Обсуждение: postgresql-[any version] from FreeBSD ports - startup problems after crash
postgresql-[any version] from FreeBSD ports - startup problems after crash
От
Ruslan A Dautkhanov
Дата:
Hello !
Server rebooted occasionally after power failure.
And I have stale postmaster.pid file, so postmaster didn't start with error
bill postgres[600]: [1-1] FATAL: file "postmaster.pid" already exists
I think startup script and/or pg_ctl have to be written to check if that
process really exists
and it is postmaster, so DBMS server starts after any hard reboot.
I changed the startup script block
postgresql_command()
{
su -l ${postgresql_user} -c "exec ${command} ${command_args}
${rc_arg}"
}
to
postgresql_cmd()
{
su -l ${postgresql_user} -c "exec ${command} ${command_args}
${rc_arg}"
}
postgresql_command()
{
if [ ".$1" = ".start" ]; then
pidfile="${postgresql_data}/postmaster.pid"

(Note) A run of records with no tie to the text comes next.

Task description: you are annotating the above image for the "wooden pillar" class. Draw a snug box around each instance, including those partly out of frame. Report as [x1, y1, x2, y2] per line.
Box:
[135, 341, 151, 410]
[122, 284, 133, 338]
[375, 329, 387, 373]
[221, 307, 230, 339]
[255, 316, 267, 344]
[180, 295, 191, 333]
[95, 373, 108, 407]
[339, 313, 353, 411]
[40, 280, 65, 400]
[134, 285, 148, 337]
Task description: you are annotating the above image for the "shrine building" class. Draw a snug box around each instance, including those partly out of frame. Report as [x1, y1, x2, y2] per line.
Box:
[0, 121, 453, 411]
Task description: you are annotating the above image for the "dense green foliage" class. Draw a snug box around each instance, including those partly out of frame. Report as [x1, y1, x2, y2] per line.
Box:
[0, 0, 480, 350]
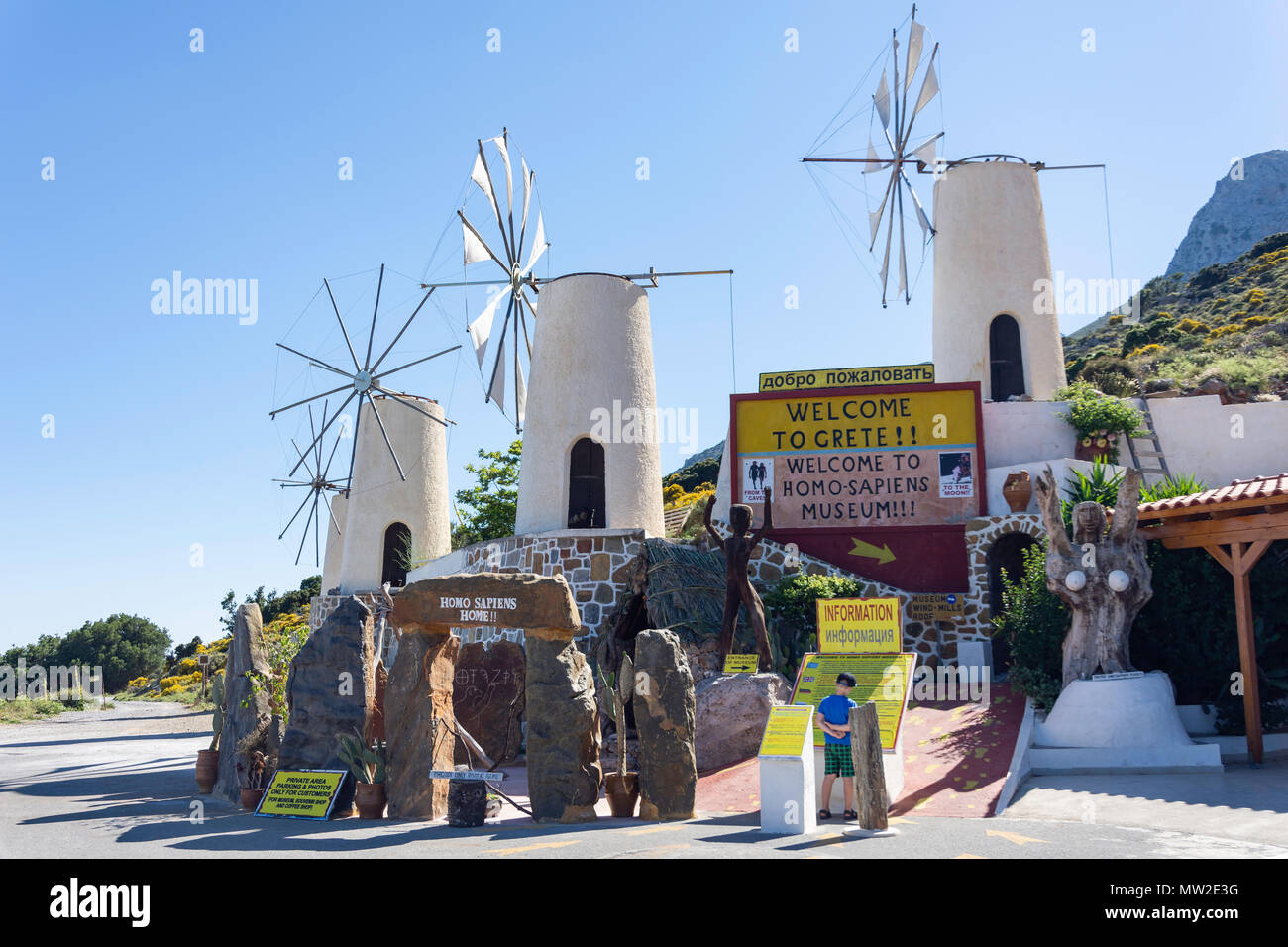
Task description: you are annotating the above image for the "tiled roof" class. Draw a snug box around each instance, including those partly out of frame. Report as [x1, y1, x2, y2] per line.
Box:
[1140, 473, 1288, 513]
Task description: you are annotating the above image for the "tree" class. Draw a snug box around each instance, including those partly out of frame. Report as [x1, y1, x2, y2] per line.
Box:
[56, 614, 171, 693]
[452, 438, 523, 549]
[219, 576, 322, 634]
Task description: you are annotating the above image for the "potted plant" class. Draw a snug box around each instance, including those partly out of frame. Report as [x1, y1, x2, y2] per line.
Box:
[599, 655, 640, 818]
[197, 674, 224, 796]
[1056, 381, 1143, 464]
[340, 730, 389, 818]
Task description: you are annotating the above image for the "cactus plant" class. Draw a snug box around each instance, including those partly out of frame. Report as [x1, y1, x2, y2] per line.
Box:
[599, 655, 635, 779]
[210, 674, 224, 750]
[339, 730, 385, 784]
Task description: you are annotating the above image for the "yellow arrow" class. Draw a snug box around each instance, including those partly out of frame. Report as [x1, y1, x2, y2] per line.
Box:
[986, 828, 1051, 845]
[850, 536, 894, 566]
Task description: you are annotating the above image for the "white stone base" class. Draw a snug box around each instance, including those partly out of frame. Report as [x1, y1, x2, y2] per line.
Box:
[814, 733, 903, 815]
[1029, 672, 1221, 776]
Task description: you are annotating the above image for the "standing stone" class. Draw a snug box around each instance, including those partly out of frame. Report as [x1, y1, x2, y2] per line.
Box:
[632, 630, 698, 821]
[214, 604, 271, 802]
[524, 636, 604, 822]
[695, 674, 793, 773]
[277, 598, 376, 815]
[385, 625, 461, 821]
[452, 640, 525, 766]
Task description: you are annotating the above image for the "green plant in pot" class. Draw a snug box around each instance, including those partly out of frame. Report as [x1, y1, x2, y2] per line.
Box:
[1055, 381, 1143, 464]
[599, 655, 640, 818]
[339, 730, 389, 818]
[197, 674, 224, 795]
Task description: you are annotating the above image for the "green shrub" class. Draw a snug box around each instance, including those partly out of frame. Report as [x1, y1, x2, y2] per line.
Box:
[993, 540, 1069, 710]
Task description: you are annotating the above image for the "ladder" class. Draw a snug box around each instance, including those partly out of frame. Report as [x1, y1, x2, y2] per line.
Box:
[1127, 391, 1172, 479]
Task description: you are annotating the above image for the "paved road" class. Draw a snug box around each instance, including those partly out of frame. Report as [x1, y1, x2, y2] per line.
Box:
[0, 703, 1288, 858]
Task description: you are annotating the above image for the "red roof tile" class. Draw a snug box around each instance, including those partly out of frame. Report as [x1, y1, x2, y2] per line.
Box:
[1140, 473, 1288, 513]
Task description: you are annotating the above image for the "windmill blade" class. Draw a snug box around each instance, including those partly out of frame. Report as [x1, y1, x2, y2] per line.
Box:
[468, 283, 512, 369]
[324, 279, 362, 369]
[912, 56, 939, 117]
[863, 136, 890, 174]
[471, 141, 501, 242]
[286, 391, 362, 476]
[903, 20, 926, 91]
[371, 286, 434, 373]
[872, 69, 890, 128]
[519, 210, 550, 275]
[456, 211, 510, 271]
[368, 394, 407, 480]
[365, 263, 385, 365]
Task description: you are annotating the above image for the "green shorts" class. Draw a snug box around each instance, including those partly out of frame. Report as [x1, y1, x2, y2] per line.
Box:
[823, 743, 854, 776]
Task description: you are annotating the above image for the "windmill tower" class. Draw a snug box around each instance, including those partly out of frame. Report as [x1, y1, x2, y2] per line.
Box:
[335, 395, 451, 595]
[934, 155, 1065, 401]
[515, 273, 666, 536]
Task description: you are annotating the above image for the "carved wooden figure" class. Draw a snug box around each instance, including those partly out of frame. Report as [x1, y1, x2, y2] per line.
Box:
[1037, 467, 1154, 686]
[702, 487, 774, 672]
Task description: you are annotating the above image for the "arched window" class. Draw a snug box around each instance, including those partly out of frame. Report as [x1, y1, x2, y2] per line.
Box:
[988, 313, 1024, 401]
[380, 523, 411, 588]
[568, 437, 604, 530]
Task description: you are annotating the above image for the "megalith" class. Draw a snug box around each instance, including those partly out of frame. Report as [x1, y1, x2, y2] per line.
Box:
[214, 604, 271, 802]
[277, 598, 375, 814]
[632, 629, 698, 821]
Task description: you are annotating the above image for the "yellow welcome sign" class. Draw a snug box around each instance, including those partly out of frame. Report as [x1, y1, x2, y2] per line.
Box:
[818, 598, 903, 655]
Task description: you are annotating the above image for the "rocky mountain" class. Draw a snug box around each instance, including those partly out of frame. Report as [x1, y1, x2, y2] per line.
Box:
[1167, 149, 1288, 275]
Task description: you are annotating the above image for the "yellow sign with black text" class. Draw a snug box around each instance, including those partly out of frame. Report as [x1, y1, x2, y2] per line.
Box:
[793, 653, 917, 750]
[724, 655, 760, 674]
[818, 596, 903, 655]
[760, 704, 814, 756]
[255, 770, 345, 819]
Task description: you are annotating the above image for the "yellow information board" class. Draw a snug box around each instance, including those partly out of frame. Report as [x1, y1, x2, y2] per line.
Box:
[724, 655, 760, 674]
[793, 653, 917, 750]
[818, 598, 903, 655]
[255, 770, 345, 819]
[760, 706, 814, 756]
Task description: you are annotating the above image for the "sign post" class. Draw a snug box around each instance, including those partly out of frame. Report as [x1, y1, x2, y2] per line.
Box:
[759, 704, 818, 835]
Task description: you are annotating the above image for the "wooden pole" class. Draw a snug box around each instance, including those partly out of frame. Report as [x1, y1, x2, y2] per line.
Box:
[850, 701, 890, 831]
[1206, 540, 1270, 763]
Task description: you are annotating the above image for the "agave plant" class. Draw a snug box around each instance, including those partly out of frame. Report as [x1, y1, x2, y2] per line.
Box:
[339, 730, 385, 784]
[599, 655, 635, 780]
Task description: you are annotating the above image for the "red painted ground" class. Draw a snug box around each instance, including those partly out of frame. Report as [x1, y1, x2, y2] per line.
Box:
[696, 683, 1024, 818]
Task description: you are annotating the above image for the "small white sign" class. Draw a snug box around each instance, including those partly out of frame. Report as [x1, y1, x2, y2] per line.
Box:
[739, 458, 774, 504]
[429, 770, 505, 783]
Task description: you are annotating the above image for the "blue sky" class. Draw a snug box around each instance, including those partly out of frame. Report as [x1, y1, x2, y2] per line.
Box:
[0, 1, 1288, 647]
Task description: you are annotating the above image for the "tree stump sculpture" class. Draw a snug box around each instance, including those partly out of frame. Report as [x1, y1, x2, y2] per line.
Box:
[1038, 467, 1154, 686]
[702, 487, 774, 672]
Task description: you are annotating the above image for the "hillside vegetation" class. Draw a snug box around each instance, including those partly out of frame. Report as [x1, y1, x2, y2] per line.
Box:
[1064, 233, 1288, 401]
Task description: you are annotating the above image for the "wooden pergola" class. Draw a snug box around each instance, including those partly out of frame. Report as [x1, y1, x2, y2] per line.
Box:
[1137, 473, 1288, 763]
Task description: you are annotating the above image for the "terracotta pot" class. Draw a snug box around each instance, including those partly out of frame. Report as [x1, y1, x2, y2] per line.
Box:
[353, 783, 389, 818]
[197, 750, 219, 796]
[1002, 471, 1033, 513]
[604, 771, 640, 818]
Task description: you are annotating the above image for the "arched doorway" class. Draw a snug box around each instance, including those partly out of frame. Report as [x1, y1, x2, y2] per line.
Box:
[988, 532, 1038, 674]
[568, 437, 605, 530]
[988, 312, 1025, 401]
[380, 523, 411, 588]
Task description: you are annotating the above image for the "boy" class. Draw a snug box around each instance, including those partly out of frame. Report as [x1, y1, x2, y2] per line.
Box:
[814, 672, 859, 822]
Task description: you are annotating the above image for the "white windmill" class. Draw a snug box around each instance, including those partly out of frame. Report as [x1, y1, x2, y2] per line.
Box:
[456, 129, 550, 433]
[802, 7, 944, 307]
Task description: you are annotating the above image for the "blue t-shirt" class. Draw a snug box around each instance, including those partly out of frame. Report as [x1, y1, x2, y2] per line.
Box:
[818, 693, 859, 746]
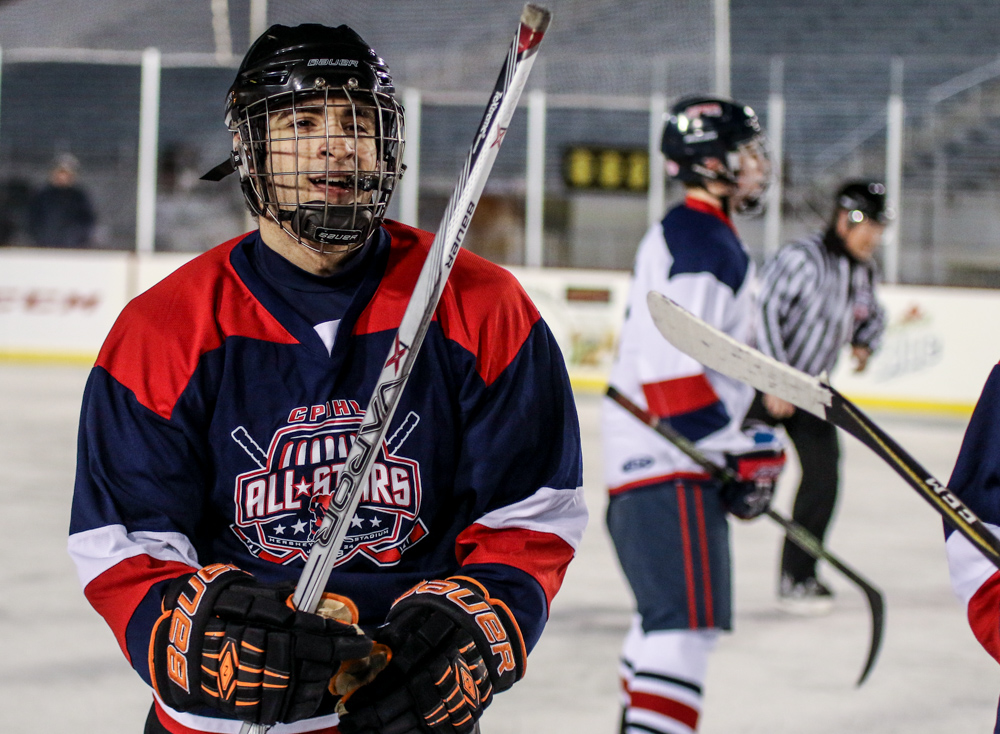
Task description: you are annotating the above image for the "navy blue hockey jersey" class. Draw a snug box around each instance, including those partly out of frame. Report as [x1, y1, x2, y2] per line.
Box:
[945, 365, 1000, 734]
[69, 222, 586, 734]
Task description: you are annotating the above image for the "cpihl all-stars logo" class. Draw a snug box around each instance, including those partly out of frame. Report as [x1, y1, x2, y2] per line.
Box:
[230, 400, 427, 566]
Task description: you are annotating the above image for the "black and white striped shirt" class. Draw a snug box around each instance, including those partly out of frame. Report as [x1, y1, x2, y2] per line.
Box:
[756, 232, 885, 375]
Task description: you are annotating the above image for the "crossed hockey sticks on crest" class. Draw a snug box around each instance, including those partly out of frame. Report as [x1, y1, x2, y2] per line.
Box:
[240, 3, 552, 734]
[607, 385, 885, 686]
[646, 291, 1000, 568]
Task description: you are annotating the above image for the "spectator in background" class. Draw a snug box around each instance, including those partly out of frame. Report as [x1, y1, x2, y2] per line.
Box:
[747, 181, 893, 614]
[28, 153, 96, 247]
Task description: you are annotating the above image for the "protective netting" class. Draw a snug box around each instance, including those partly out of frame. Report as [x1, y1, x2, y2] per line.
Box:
[0, 0, 714, 267]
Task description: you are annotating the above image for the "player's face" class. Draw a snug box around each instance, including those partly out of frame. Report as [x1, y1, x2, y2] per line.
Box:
[840, 212, 885, 262]
[268, 95, 378, 209]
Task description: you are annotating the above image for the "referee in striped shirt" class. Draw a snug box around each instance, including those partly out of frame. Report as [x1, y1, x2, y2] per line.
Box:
[747, 181, 892, 614]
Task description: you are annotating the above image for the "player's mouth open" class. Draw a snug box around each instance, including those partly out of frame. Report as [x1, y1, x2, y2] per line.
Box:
[309, 176, 354, 198]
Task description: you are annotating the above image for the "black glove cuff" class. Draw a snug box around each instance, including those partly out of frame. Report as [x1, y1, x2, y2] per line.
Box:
[149, 563, 253, 711]
[386, 576, 527, 692]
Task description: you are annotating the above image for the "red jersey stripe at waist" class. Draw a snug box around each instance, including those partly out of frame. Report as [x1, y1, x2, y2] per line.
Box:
[608, 471, 712, 497]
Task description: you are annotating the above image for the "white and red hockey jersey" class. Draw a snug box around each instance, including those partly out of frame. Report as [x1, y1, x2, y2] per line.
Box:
[602, 197, 754, 494]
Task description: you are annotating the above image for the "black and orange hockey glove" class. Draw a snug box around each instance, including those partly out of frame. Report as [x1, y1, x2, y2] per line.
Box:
[339, 577, 525, 734]
[722, 423, 785, 520]
[149, 564, 372, 724]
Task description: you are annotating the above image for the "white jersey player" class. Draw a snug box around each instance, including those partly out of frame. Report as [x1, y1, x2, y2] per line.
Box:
[603, 97, 784, 734]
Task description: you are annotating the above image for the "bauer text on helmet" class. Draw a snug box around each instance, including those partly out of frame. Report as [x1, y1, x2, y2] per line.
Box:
[660, 96, 771, 213]
[208, 24, 403, 254]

if [ -e ${pidfile} ]; then
#check if postmaster process really exists
pid_fromfile=`head -1 ${pidfile}`
real_pid=`ps ax | grep -v grep | grep postmaster
| grep ${postgresql_data} | awk '{print $1}'`
if [ "x${pid_fromfile}" = "x${real_pid}" ]; then
echo "Postmater for datadir
${postgresql_data} already run with pid $real_pid"
else
#we have stale pidfile, remove it
unlink $pidfile
#and run postmater safely
postgresql_cmd
fi
else
#.pid file not exists, clean startup
postgresql_cmd
fi
else
postgresql_cmd
fi
}
That I hope satisfy all cases with stale .pid file...
--
Ruslan A Dautkhanov
Ruslan A Dautkhanov <rusland@scn.ru> writes:
> Server rebooted occasionally after power failure.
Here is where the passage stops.